Muddying the (pool) waters…

… The Simcoe-Muskoka YMCA, in an open letter to its members, indicates it has met with municipal officials and presented an option for aquatics.

It included a breakdown of costs that the local rumblings suggest would make it (gasp!) cheaper financially more efficient for the Y to operate a 25-metre pool at their Hume Street site.

Let’s see: covering Centennial Pool will cost $3.2 million, with operational costs of about $250,000. Over five years that works out to about $4.4 million in total costs to the town; in 10 years the cost is $5.7 million. new pool at the Y, in 10 years, will be about , uh, $5.7 million – based on the town giving/lending the Y the capital costs, plus the $100,000 or so the town would have given the Y for operating costs in the first four years (and not including any fundraising the Y has done for the project – that’s estimated to be around $600,000). The Y pool, at that point, would be paid for, from a town perspective, while Centennial Pool would be, uh, still being paid for in operating costs.

Moving on…

Meanwhile, a keen-eyed Underground readers stumbled across this snippet in the town’s Official Plan, Sec. 3.2.2:

To promote, on the basis of appropriate feasibility studies, the establishment of a multi-use recreational facility to replace aging facilities such as the Curling Club, the Collingwood Fitness Centre and the Centennial Pool.

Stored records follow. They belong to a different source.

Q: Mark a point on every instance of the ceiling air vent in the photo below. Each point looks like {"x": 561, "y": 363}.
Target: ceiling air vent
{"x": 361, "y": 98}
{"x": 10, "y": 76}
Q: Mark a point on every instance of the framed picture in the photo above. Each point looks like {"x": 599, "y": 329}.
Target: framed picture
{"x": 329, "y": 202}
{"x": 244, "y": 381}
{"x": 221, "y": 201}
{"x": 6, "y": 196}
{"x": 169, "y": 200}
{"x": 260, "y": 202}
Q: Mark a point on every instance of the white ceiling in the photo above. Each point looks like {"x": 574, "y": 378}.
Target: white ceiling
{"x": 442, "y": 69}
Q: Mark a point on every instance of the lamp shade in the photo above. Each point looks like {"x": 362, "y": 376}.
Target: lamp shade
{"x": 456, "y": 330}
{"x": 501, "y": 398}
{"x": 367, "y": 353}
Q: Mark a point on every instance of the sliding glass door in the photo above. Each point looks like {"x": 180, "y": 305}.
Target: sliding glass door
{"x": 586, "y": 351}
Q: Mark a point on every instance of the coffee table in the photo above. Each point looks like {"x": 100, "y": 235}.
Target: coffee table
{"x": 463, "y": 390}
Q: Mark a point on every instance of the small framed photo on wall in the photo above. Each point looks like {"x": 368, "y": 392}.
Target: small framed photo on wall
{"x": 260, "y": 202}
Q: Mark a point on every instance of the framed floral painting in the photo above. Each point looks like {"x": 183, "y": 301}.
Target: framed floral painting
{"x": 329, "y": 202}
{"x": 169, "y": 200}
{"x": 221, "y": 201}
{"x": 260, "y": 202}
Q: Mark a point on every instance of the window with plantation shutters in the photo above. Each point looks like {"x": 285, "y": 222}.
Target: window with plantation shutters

Of course, we decided not to go down the road of doing a feasibility study based on, the, uh, ‘feasibility’ of doing a study… Though, I guess it could be argued that it wasn’t really a feasibility study; it was to hire a consultant to see if there were any funding opportunities out there, or whether a private partnership could be formed – a process that would have cost $40,000, for which the money was in the budget (and, based on some of cipherin’, worked out to a shocking $3.30 on my tax bill…)

See you at 4 p.m.! Will it be 50 people, or 500? Don’t forget – a round of beer is on the line!